Weve now got one that works. Kinda.
They gave a gel containing tenofovir to 445 women, placebo to 444. They were supposed to use it before and after sex, but no more than 2 doses in 24 hours. And they did. There was a very high compliance rate, and the women didnt mind the gel at all– over 97% were totally cool with it.
The gel reduced HIV-1 acquisition by 39% (even higher for women who were really strict about using it properly– 54%).
Thats no 80-90%, but hell, Ill take 40-50% over someone not being able to protect themselves at all.
Also awesome: Applying the drug in small quantities where its needed in a microbicide, instead of giving oral (systemic) antiretrovirals as a prophylactic means you get to avoid a lot of unwanted physical side effects. The ‘worst’ they got with this microbicide? Some people got diarrhea. No renal failure.
What I am actually interested in discussing about this, is the evolutionary aspect. If we put this drug in microbicides, arent we just going to get lots of drug resistant HIV-1 spreading?
By chance, there are HIV-1 variants in the transmitting sexual partner that are resistant to tenofovir. If that person is not actively on tenofovir, there is no reason to assume resistant variants would be at any higher frequency in the quasispecies than any other random variant of the consensus. Only a fraction of the quasispecies is represented in one particular ejaculation. And that minority variant must be at the right place at the right time to successfully mediate infection in the new host.
So thus far, weve already taken an unlikely event and made it more unlikely-er.
Now, this ‘drug resistant’ variant is in a new host.

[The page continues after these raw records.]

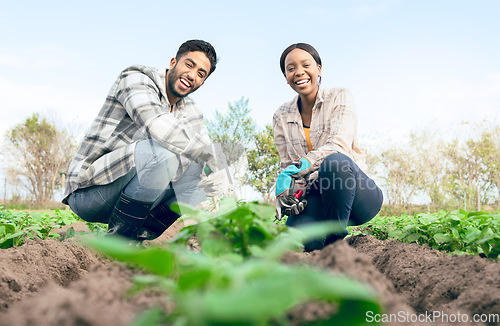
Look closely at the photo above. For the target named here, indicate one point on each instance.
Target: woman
(315, 134)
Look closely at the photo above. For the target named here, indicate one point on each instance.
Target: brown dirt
(62, 283)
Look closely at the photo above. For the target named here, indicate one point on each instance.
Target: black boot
(159, 219)
(128, 216)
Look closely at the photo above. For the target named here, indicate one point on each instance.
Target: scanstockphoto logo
(437, 317)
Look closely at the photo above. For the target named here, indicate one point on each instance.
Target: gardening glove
(216, 184)
(292, 201)
(298, 169)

Once it gets to the lymph node and really gets its claws into this new host, the virus will start rebuilding a new quasispecies. A drug resistant quasispecies? NO. Tenofovir is not at pharmacological concentrations systemically in this new host– its only in the microbicide. When tenofovir is no longer a selective pressure, thus the virus just drifts. Random mutation, drift. It loses tenofovir resistance because it doesnt particularly need it. Worse still, HIV-1 drug resistance almost universally comes at a fitness cost to the virus. It doesnt particularly want the mutation there at all, unless of course, the drug is there, and only the variants with the appropriate mutation survive.
The point at which we all get screwed is when HIV-1 figures out how to be resistant to tenovir… AND maintain high fitness. Chance mutation 1 gives you the resistance and low-level replication. Chance mutation 2 lets it replicate a little faster. Chance mutation number 3 and 4 lets it go a little bit faster. The virus racks up compensatory mutations until ‘wild-type virus’ and ‘drug resistant virus’ are equally fit, whether the drug is there or not.
THAT is when we are screwed.
But that should just happen if the person has a lot of tenofovir around to act as a strong selective pressure. The amount in the microbicide was not enough to actively select for the mutant, because the researchers here couldnt find drug resistant HIV-1 in the people with the tenofovir gel that still got infected.
So right now? This is a fix Im wiling to gamble on, evolutionarily.
… or we could just wear goddamn condoms.